Five-year ban for director that allowed liquidated firm to continue to operate

Ashleigh Wight
May 4, 2017

 

A haulier that continued to operate trucks from an unauthorised operating centre after it had gone into liquidation has been stripped of its O-licence.

West Midlands traffic commissioner (TC) Nick Denton found there was an “almost complete lack of positive factors” in the case against Stourbridge-based TMB International (Haulage).

He said the nature of the non-compliance from director and transport manager Tony Brookes had been "serious, sustained and deliberate", as he continued to operate vehicles despite knowing the firm had gone into liquidation in July 2016.

Brookes was banned from holding an O-licence for five years and disqualified from acting as a transport manager for an indefinite period of time.

The firm came to the TCs attention after a truck was stopped by the DVSA in August, which identified that a driver had been creating false tachograph records to disguise daily rest offences. He had been removing his card towards the end of his shift and continued to drive.

A visit to the operating centre listed on the firm’s O-licence revealed it had not used the site for over a year, and had instead been using one in Cradley Heath, Sandwell.

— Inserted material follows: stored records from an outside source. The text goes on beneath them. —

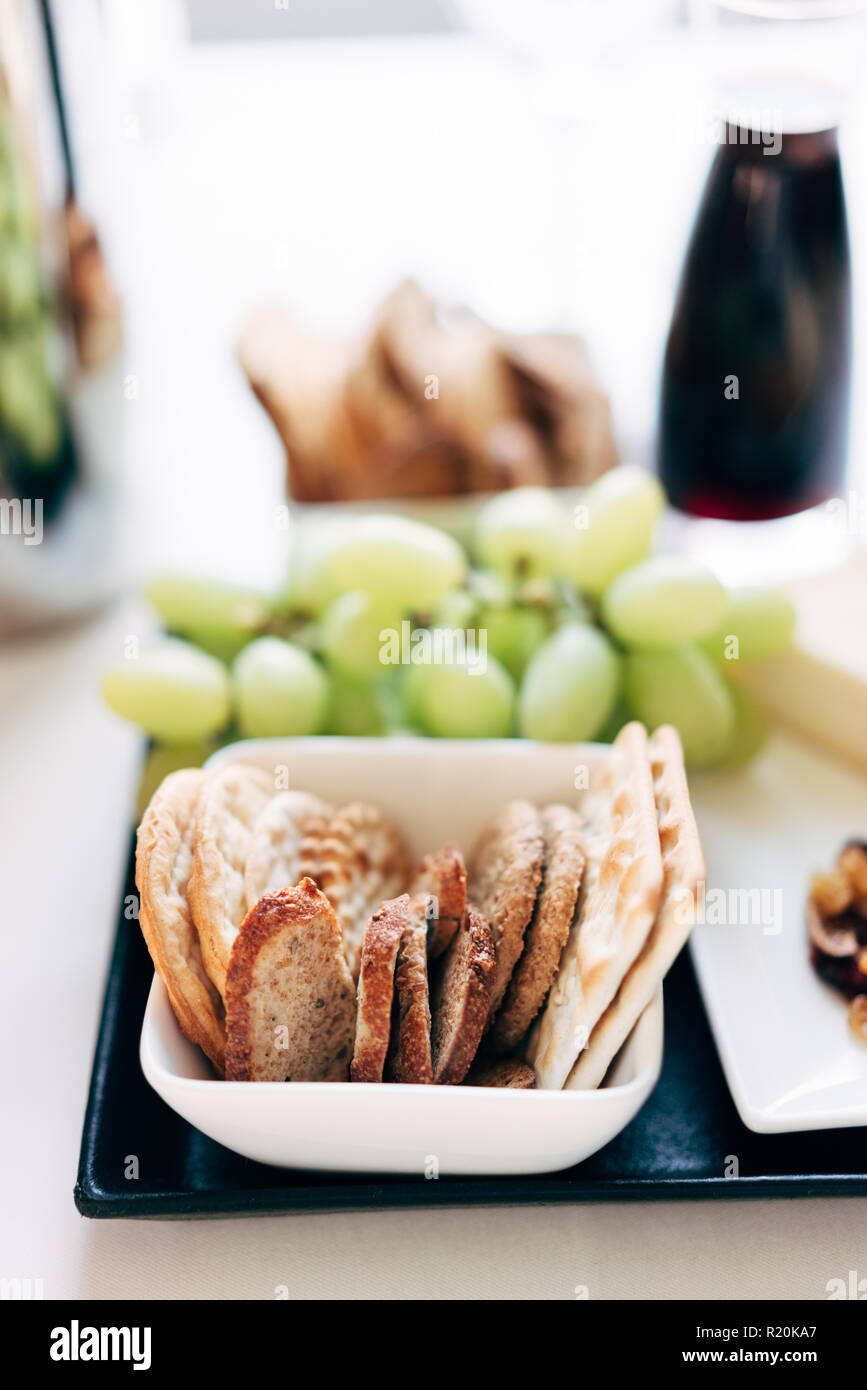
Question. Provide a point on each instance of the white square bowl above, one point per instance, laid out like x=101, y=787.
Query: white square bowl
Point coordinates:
x=435, y=790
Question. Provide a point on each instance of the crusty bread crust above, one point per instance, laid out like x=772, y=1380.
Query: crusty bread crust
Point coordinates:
x=291, y=1000
x=380, y=947
x=231, y=799
x=548, y=931
x=461, y=998
x=443, y=876
x=164, y=856
x=409, y=1058
x=507, y=1070
x=505, y=875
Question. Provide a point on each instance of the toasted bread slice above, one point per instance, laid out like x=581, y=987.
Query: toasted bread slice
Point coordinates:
x=505, y=875
x=548, y=931
x=461, y=998
x=443, y=877
x=409, y=1058
x=682, y=872
x=291, y=1000
x=620, y=897
x=164, y=859
x=380, y=947
x=285, y=843
x=507, y=1070
x=231, y=799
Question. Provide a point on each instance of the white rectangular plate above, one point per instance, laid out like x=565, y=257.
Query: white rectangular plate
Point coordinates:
x=789, y=1058
x=435, y=790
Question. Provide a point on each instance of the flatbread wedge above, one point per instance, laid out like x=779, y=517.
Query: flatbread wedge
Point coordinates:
x=442, y=876
x=548, y=930
x=682, y=872
x=291, y=1000
x=620, y=897
x=378, y=961
x=505, y=873
x=409, y=1058
x=164, y=859
x=229, y=804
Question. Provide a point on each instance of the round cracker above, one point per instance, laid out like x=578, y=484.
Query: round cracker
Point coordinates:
x=164, y=859
x=285, y=843
x=231, y=801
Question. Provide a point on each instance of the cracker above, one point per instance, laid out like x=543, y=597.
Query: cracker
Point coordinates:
x=503, y=879
x=506, y=1072
x=361, y=863
x=291, y=1001
x=548, y=931
x=229, y=804
x=461, y=998
x=620, y=897
x=164, y=859
x=682, y=872
x=285, y=843
x=380, y=947
x=442, y=876
x=409, y=1059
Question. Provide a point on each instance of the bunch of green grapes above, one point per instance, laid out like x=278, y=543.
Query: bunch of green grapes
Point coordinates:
x=555, y=627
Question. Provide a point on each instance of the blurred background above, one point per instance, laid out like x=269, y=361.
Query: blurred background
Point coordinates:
x=541, y=163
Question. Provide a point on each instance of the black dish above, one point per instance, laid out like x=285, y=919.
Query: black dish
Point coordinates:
x=684, y=1143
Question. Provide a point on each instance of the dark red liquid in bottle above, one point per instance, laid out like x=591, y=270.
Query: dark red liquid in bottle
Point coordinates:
x=755, y=399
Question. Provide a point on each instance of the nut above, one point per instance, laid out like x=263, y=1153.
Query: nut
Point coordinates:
x=831, y=893
x=857, y=1018
x=853, y=863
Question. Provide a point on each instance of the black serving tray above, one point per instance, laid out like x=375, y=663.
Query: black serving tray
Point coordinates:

It emerged the operator had no means of downloading from vehicle tachograph units and did not know how to perform such downloads; did not keep Driver CPC or copies of driving licences; and had failed to notify the TC that it had gone into liquidation.

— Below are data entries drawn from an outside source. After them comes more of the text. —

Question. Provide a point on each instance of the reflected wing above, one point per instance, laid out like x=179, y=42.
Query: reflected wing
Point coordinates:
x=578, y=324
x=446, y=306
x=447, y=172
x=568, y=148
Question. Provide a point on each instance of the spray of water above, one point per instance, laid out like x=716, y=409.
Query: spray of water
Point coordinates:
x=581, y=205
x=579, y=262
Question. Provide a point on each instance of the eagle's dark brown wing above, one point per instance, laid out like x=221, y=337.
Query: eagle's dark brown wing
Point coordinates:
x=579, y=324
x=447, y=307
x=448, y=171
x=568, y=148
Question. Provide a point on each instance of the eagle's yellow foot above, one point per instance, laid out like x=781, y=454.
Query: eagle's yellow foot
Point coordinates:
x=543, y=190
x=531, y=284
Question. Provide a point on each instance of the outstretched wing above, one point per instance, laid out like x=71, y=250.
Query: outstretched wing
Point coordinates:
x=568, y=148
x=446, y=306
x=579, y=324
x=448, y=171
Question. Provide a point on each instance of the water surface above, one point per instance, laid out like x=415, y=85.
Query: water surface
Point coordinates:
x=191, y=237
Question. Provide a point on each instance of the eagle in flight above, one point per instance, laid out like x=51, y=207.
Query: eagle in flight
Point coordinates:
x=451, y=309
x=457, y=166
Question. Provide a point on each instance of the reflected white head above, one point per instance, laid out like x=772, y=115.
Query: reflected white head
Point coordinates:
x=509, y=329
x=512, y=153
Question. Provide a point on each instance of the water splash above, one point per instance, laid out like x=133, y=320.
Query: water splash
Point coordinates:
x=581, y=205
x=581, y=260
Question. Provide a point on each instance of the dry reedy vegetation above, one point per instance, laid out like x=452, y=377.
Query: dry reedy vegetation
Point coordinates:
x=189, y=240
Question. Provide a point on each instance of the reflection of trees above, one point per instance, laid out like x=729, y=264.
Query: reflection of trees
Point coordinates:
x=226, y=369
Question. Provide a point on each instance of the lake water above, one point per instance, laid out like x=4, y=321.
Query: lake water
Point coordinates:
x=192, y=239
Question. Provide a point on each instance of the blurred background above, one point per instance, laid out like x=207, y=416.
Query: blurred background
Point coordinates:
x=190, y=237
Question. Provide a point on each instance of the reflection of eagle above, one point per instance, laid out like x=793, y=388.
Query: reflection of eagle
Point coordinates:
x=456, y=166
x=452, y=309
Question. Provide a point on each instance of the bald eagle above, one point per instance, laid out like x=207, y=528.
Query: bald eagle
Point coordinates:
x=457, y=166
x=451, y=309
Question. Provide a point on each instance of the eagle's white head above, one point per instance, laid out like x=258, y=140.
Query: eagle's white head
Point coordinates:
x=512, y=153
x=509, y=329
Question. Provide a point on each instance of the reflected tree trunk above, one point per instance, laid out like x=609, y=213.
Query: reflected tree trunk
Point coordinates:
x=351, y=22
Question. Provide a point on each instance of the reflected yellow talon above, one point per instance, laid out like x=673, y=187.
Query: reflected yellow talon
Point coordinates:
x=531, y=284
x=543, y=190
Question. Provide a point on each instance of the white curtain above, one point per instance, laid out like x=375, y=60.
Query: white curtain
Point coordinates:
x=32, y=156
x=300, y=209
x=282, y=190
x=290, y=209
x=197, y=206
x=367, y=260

A DVSA examiner told a public inquiry last month he had seen evidence that Brookes had downloaded driver cards regularly, but he had been unable to find the card used to download vehicle units on the day of the examiner’s visit.

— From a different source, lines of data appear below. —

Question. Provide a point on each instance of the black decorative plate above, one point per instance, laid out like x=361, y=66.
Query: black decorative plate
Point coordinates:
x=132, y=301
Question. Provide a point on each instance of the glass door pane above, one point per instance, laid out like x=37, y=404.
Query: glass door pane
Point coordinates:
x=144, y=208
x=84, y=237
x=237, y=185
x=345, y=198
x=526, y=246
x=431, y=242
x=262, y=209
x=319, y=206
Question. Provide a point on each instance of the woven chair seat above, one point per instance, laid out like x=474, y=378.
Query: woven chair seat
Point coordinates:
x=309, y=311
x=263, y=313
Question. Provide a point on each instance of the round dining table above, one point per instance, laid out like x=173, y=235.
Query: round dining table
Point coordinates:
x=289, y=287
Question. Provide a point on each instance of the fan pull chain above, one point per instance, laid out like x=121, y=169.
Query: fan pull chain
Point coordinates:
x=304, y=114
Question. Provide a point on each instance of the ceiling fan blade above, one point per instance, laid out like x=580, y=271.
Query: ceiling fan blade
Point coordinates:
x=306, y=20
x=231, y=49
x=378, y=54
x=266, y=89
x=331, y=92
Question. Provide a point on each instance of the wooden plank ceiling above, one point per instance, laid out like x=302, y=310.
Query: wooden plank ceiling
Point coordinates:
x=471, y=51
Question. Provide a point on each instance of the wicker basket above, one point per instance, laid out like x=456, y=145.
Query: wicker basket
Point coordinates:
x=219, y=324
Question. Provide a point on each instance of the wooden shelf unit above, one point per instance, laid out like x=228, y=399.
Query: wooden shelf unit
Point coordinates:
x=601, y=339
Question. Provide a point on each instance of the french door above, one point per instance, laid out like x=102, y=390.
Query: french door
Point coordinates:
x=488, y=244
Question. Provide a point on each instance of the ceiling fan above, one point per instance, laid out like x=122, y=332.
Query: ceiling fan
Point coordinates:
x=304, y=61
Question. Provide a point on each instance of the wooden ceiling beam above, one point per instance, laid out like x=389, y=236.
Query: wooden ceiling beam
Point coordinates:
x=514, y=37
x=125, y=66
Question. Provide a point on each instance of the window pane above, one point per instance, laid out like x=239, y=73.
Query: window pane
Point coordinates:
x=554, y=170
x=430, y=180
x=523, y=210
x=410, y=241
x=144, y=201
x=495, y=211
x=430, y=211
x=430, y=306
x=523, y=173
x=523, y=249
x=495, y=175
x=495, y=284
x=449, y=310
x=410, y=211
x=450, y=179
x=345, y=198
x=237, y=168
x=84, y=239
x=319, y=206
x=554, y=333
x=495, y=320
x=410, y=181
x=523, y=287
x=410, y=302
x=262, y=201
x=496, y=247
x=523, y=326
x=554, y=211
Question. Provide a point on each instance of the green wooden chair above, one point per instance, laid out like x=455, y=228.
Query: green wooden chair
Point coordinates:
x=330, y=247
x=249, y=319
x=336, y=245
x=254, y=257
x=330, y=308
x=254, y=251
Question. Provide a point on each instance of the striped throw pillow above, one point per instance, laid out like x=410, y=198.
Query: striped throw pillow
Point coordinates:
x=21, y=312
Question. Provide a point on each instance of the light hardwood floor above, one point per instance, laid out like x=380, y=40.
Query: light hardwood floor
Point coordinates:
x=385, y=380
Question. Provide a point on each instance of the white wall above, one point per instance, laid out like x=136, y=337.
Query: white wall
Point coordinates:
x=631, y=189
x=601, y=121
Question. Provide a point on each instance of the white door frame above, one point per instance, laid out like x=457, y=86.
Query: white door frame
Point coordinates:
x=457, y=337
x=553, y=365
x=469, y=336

The TC said that Brookes’s admission that he did not know how to use a vehicle unit card strongly implied downloads were not carried out, despite the operator having digital vehicles on its fleet since 2012.

Denton also noted the firm owed more than £151,000 when it went into liquidation last year, including £3,200 to Border Force in the form of a fine for clandestine entrants.

He said revocation was mandatory as the firm “clearly lacks the required financial standing” due to it being in liquidation.

“For the avoidance of doubt, even if the company had not entered liquidation, the serious nature of the other adverse findings and the almost complete lack of positive factors are such as would have caused me not to accord any period of grace in which to re-establish financial standing or nominate a new transport manager,” Denton said.

He requested that the police and DVSA use ANPR and on-road resources to stop trucks operated by the company, as he said he had limited faith that it would comply with the revocation.